And they were so close. They had their No Child Left Behind legislation. Billionaire Bloomberg and his CEO sidekick Klein were in control in New York City. Mayor Daley and Arne Duncan were strangling the Chicago Public Schools. Jeb Bush was calling the shots in Florida.

Gates had succeeded in winning Washington D.C. for Mayor Fenty and he in turn introduced the nation to new level of their ruthlessness in the person and policies of Michelle Rhee. Eli Broad's superintendents dotted the landscape from Vallas in New Orleans to Crew in Miami, chirping over the achievement gap and with grave voices declaring "the children of Singapore are eating our kids lunch." Many of those pesky democratically elected school boards had been eliminated.

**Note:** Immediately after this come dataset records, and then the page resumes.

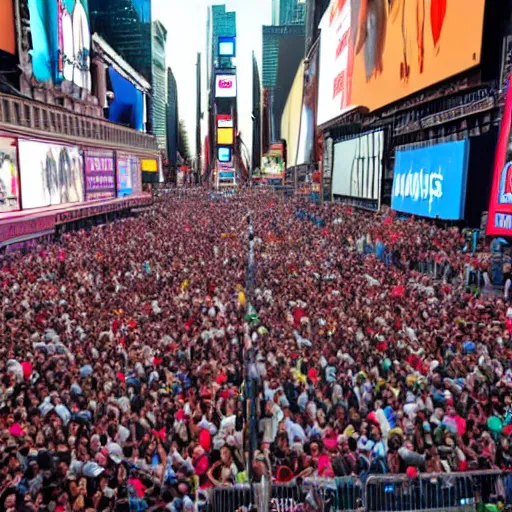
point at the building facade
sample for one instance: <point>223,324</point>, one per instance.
<point>172,119</point>
<point>159,85</point>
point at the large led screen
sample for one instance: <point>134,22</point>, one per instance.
<point>135,169</point>
<point>50,174</point>
<point>431,181</point>
<point>9,190</point>
<point>373,53</point>
<point>124,175</point>
<point>99,175</point>
<point>357,169</point>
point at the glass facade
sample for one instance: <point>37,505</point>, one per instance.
<point>159,85</point>
<point>126,26</point>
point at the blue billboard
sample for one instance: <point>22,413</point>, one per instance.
<point>431,181</point>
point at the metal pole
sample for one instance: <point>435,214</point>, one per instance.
<point>251,382</point>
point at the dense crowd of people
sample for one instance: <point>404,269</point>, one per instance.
<point>122,355</point>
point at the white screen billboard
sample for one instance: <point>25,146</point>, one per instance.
<point>357,169</point>
<point>225,86</point>
<point>50,174</point>
<point>334,79</point>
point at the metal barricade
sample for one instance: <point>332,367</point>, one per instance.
<point>342,494</point>
<point>430,492</point>
<point>444,492</point>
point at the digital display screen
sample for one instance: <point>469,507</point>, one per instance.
<point>227,47</point>
<point>224,154</point>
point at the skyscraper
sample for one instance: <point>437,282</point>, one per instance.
<point>256,114</point>
<point>126,26</point>
<point>288,12</point>
<point>172,118</point>
<point>283,49</point>
<point>159,85</point>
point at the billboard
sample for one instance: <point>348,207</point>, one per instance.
<point>7,34</point>
<point>99,175</point>
<point>9,189</point>
<point>227,46</point>
<point>357,168</point>
<point>272,163</point>
<point>431,181</point>
<point>335,61</point>
<point>225,86</point>
<point>61,41</point>
<point>307,136</point>
<point>224,135</point>
<point>224,121</point>
<point>50,174</point>
<point>375,53</point>
<point>135,169</point>
<point>499,220</point>
<point>224,154</point>
<point>124,175</point>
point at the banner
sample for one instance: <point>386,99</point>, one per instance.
<point>9,189</point>
<point>373,53</point>
<point>50,174</point>
<point>7,33</point>
<point>357,169</point>
<point>431,181</point>
<point>499,221</point>
<point>290,120</point>
<point>99,175</point>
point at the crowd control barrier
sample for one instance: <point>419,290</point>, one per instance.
<point>429,492</point>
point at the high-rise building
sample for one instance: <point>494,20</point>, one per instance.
<point>288,12</point>
<point>283,49</point>
<point>172,118</point>
<point>159,85</point>
<point>126,26</point>
<point>314,11</point>
<point>220,23</point>
<point>223,23</point>
<point>198,114</point>
<point>256,114</point>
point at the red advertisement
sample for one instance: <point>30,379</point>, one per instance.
<point>499,222</point>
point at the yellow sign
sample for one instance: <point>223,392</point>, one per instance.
<point>225,136</point>
<point>149,165</point>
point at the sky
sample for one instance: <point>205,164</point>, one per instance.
<point>186,25</point>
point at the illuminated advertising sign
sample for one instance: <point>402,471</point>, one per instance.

Then their rationale for being, their precious global economy crashed!

Their pride and joy is burning as you read. It was never sustainable but they had us going for awhile, didn't they? It was immutable. It was eternal! It was a pig with lipstick in a poke!

Well it will take some time to clean up this mess, and we will suffer for their folly, but there is now some light ahead. Our corporate tormentors will slink away to lick their wounds and we will have the chance to rebuild the public schools, make them truly places of learning. Imagine there's no pacing guides, it's easy if you try.